While the dramatic events in Europe have considerably eased international tensions, and the United States and the Soviet Union are reducing chemical weapons stockpiles, Iraq’s invasion of Kuwait in August 1990 suddenly heightened international concerns about chemical weapons. The imminent danger that chemical and biological weapons might again be employed compels the world to confront this issue candidly.
About the Author:
At a United States Institute of Peace Public Workshop held in January 1989, Peace Fellows Robin Ranger and Raymond Cohen offered a unique – and controversially frank – proposal for controlling the spread and use of chemical weapons: the formation of an International Chemical Weapons Authority (ICWA) that would monitor use and provide aid, humanitarian as well as military, to countries under attack. This volume contains the Ranger-Cohen proposal and responses to it by five expert panelists. The ensuing dialogue dealt with not only the effects of chemical weapons proliferation and use but the strategic incentives that drive nations to use them.

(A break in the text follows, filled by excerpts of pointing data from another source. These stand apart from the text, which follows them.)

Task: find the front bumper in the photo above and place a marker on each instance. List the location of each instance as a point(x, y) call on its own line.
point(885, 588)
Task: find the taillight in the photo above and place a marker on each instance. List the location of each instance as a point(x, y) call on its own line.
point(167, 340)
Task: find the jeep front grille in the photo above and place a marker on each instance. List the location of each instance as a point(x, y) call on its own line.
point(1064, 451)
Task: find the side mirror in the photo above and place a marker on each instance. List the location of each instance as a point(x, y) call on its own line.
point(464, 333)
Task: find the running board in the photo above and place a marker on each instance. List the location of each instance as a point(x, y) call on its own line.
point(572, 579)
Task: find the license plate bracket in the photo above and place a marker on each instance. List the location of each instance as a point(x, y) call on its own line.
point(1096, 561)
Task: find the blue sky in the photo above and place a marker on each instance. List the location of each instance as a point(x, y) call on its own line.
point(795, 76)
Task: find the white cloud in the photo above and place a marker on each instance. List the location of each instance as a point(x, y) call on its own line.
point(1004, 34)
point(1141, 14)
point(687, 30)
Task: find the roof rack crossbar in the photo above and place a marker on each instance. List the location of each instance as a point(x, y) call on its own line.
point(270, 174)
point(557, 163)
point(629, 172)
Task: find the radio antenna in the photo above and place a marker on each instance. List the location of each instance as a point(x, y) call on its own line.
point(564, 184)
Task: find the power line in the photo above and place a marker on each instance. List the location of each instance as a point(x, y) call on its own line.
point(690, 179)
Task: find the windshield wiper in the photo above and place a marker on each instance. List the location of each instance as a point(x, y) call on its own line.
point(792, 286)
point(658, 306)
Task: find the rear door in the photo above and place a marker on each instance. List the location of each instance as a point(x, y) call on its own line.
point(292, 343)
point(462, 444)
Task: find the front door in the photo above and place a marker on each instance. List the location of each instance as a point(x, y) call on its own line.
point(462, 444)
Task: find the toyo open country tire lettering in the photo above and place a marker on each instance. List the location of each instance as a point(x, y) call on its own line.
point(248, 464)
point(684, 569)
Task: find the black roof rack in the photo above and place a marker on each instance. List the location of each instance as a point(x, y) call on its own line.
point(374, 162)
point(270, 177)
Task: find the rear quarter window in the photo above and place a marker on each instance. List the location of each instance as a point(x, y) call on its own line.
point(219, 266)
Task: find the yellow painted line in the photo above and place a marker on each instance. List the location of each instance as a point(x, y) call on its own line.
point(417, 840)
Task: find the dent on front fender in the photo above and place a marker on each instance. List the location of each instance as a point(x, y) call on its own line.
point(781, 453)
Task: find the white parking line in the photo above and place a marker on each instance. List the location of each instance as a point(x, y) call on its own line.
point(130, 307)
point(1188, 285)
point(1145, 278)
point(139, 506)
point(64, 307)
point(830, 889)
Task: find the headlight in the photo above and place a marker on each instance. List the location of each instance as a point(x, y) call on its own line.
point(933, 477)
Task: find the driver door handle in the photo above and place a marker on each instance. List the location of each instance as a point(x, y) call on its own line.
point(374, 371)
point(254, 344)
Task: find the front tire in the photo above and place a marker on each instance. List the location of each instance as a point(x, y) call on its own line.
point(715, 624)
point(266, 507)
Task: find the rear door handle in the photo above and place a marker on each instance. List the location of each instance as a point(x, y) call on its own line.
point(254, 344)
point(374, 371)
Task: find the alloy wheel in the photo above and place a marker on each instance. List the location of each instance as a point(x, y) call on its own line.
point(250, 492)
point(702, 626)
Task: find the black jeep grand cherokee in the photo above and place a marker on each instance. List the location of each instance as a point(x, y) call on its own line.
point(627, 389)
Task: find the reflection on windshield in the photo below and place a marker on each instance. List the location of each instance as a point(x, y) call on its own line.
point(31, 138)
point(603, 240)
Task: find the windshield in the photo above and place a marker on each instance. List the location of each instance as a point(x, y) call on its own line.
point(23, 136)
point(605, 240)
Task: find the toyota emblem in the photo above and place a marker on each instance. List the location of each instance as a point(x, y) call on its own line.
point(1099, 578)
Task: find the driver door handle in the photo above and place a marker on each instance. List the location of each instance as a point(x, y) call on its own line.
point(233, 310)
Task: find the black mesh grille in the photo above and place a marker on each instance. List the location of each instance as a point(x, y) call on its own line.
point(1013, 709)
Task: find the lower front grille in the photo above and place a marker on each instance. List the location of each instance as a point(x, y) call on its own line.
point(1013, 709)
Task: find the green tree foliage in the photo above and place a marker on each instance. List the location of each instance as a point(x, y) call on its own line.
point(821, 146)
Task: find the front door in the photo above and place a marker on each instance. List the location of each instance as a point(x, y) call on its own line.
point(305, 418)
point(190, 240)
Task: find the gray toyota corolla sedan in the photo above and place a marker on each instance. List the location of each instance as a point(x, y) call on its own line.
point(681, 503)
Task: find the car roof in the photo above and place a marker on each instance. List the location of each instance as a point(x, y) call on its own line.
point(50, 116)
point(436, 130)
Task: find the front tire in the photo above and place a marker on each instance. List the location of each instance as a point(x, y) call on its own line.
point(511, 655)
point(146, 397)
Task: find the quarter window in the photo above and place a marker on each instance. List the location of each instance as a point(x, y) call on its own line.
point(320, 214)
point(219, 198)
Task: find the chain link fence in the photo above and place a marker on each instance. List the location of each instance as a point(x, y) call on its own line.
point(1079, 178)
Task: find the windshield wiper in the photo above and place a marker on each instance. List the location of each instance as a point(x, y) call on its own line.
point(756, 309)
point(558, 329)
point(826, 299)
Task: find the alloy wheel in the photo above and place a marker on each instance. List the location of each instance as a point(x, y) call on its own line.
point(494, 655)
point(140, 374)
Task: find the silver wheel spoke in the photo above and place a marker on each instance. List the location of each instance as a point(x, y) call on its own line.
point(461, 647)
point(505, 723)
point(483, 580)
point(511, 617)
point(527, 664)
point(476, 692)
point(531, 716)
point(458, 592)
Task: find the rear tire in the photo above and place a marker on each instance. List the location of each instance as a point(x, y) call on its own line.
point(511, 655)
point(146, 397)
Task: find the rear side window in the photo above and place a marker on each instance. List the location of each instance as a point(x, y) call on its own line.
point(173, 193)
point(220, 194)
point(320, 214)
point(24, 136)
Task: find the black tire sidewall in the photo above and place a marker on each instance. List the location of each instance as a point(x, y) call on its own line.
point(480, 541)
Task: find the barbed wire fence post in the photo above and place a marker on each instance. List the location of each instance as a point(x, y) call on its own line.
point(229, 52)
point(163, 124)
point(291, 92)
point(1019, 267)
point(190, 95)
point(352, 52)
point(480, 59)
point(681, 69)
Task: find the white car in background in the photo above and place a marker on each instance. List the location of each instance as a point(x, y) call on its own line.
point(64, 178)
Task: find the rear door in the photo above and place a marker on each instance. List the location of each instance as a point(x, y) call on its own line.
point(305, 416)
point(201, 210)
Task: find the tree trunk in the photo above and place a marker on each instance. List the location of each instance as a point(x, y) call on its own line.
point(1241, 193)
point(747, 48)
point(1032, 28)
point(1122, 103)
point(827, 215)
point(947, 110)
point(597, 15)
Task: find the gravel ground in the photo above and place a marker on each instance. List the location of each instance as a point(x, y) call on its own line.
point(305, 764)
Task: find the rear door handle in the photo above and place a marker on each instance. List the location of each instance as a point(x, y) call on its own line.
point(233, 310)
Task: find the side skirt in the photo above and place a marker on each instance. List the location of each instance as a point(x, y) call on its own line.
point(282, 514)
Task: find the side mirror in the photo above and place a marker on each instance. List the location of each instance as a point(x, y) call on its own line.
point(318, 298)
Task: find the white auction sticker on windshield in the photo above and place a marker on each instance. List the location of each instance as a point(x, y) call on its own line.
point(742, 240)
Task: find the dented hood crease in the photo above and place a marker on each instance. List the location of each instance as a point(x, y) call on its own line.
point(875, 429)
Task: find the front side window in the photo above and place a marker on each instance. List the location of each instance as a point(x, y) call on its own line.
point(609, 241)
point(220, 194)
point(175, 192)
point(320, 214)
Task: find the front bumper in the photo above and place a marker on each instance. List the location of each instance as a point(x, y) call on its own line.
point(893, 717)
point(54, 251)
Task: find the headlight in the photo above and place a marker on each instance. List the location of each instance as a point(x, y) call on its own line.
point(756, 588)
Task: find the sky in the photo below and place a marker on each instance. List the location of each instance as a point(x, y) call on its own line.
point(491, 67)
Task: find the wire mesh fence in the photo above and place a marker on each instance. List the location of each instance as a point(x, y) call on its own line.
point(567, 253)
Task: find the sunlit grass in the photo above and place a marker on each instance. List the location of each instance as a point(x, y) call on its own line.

In addition to Ranger and Cohen, participants included Gary Crocker (U.S. Department of State), Douglas Feith (law firm of Feith & Zell), Elisa Harris (Brookings Institute), Itshak Lederman (Center for International Security Studies, University of Maryland), and Brad Roberts (Washington Quarterly).
Kenneth M. Jensen is currently Executive Director of The American Committees on Foreign Relations. Previously he was the director of special programs at the United States Institute of Peace.